Hikaru Nakamura Is Not a Chess Player Anymore. He Is Your Boss

Hikaru Nakamura sat down at the Candidates Tournament, lost to a 19-year-old, and immediately called a performance review.
The preparation file — assembled by his team — did not contain the variation Javokhir Sindarov played. This was a team failure. Nakamura identified it as such, communicated it clearly to stakeholders, and expressed no personal distress whatsoever. "It's 100% my team's fault," he said. "I can't be angry at myself for this."
He then presumably went back to his hotel room and sent a very measured email.
This is what happens when a chess player becomes famous. At some point the game becomes a vertical inside a larger operation, and the player stops being a player and starts being a business. Nakamura streams. Nakamura manages.
He didn't lose a chess game. His department underperformed.
The team will do better next time. That is what teams are for. Nakamura himself is for other things now — vision, direction, showing up and executing. The actual chess, the preparation, the variation work: that's middle management. And middle management dropped the ball on castling.
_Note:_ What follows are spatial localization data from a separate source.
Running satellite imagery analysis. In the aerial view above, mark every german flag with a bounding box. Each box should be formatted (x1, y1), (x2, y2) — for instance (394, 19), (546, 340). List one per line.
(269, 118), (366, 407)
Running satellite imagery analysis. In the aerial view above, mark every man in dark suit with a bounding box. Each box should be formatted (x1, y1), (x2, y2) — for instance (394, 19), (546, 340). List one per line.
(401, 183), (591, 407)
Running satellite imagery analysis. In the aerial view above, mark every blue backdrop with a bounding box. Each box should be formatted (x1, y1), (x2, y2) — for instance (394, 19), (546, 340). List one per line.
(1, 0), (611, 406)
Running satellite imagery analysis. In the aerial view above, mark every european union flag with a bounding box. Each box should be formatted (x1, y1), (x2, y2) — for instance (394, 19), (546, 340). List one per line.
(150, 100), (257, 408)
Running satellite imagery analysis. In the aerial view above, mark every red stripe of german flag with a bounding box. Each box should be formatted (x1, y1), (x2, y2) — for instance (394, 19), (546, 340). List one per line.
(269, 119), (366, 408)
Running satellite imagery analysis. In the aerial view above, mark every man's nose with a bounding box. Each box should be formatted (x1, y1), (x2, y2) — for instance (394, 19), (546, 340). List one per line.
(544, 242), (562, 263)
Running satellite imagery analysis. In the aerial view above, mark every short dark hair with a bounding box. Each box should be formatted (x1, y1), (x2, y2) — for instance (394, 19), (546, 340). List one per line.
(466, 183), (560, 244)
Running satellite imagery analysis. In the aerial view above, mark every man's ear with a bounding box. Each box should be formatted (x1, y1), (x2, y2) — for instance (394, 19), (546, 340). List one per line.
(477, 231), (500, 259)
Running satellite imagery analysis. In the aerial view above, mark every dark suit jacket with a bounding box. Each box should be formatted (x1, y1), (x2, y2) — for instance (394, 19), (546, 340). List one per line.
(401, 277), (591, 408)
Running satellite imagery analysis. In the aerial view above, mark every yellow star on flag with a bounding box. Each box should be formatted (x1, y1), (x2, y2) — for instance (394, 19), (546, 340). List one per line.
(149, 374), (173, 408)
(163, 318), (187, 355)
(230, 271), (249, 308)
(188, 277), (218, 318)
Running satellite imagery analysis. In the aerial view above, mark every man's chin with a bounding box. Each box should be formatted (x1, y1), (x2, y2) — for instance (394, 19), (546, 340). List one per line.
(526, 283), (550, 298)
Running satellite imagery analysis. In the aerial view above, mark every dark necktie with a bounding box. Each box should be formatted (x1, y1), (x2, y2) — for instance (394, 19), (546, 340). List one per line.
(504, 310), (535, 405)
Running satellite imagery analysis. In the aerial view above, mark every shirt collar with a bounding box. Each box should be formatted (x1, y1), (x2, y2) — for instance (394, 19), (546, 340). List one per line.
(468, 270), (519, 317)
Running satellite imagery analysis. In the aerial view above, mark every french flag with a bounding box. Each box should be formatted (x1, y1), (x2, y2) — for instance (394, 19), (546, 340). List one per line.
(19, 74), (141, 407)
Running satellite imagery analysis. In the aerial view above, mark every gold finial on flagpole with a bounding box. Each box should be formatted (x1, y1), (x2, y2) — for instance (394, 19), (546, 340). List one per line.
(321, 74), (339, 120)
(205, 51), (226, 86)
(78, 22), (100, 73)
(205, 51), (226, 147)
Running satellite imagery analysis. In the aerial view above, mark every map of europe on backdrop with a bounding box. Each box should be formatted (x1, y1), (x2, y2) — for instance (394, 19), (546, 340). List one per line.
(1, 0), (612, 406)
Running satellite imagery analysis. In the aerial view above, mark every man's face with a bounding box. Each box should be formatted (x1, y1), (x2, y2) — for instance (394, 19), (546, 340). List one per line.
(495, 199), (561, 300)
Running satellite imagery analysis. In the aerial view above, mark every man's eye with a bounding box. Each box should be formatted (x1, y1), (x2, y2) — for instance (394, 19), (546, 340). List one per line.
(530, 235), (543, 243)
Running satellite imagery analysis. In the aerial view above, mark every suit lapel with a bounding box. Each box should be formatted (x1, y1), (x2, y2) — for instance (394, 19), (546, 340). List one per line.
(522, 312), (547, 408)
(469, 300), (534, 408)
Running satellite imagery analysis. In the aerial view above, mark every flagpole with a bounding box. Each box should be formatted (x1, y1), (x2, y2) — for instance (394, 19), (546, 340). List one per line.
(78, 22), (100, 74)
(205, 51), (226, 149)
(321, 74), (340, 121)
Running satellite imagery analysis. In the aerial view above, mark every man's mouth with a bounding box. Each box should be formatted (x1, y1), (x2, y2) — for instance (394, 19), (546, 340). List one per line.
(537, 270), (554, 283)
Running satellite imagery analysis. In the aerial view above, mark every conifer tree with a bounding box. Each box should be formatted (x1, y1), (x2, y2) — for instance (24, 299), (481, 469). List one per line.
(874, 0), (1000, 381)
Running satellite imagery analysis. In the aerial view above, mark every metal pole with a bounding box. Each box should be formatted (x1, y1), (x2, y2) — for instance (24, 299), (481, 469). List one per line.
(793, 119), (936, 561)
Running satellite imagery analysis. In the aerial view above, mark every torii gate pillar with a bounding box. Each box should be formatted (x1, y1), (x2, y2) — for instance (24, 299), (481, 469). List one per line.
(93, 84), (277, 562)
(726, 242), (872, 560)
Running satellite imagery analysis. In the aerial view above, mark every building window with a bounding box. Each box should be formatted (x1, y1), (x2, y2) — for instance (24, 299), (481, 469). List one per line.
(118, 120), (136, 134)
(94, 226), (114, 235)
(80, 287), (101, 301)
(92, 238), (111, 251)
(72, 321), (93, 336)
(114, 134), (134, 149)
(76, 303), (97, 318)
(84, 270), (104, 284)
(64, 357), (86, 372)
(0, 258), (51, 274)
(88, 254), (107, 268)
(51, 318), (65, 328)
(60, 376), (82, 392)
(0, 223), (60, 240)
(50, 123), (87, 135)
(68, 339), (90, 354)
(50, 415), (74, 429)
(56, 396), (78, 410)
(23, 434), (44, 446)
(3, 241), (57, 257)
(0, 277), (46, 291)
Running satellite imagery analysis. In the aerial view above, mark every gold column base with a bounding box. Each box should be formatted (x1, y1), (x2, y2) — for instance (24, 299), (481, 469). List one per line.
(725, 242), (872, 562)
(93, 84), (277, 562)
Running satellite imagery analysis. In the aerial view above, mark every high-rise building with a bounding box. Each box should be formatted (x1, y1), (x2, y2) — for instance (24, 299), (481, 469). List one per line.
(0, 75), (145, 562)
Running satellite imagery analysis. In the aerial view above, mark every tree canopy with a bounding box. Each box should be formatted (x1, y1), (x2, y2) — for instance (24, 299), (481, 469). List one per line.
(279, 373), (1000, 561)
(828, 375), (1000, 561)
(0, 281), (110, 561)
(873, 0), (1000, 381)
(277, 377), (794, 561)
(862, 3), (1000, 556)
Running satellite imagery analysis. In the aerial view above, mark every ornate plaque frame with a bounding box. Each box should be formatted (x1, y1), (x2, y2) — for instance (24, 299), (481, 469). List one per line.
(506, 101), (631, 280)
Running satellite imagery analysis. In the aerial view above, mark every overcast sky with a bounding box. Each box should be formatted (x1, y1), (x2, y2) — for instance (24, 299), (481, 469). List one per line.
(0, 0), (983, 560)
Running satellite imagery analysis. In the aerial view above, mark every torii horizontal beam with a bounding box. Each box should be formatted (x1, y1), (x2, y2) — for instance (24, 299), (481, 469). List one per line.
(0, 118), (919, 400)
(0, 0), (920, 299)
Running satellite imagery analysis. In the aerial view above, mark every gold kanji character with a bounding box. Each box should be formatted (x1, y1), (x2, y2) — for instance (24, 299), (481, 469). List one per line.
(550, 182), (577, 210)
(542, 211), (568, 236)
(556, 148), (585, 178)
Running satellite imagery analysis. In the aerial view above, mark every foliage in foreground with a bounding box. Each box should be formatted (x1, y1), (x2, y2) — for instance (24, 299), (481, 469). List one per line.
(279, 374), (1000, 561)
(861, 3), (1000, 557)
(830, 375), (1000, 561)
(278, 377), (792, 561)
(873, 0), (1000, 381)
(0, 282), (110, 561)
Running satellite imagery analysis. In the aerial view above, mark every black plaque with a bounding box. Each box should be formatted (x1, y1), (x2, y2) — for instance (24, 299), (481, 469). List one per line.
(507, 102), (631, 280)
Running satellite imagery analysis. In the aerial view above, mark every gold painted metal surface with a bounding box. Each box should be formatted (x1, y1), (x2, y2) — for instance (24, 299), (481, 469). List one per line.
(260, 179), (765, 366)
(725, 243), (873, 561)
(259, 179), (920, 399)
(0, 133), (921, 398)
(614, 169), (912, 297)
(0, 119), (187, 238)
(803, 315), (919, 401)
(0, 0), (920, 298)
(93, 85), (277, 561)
Carlsen would probably have walked out of an interview and would be really really upset.
Nakamura said it was a process issue and moved on.
He is not wrong. That is the interesting part. Within the logic of what Nakamura has built — the brand, the platform, the operation — he is completely correct. The file was incomplete. The outcome followed. His own performance, given the materials provided, was not the problem.
He just described losing a chess game the way your manager describes a missed sprint. With a straight face. In public. To cameras.
The apparatus is being updated as we speak. Someone has been spoken to. The castling line has been added. Next quarter's numbers will be better.
Hikaru Nakamura is already thinking about the next game. He has people for the rest.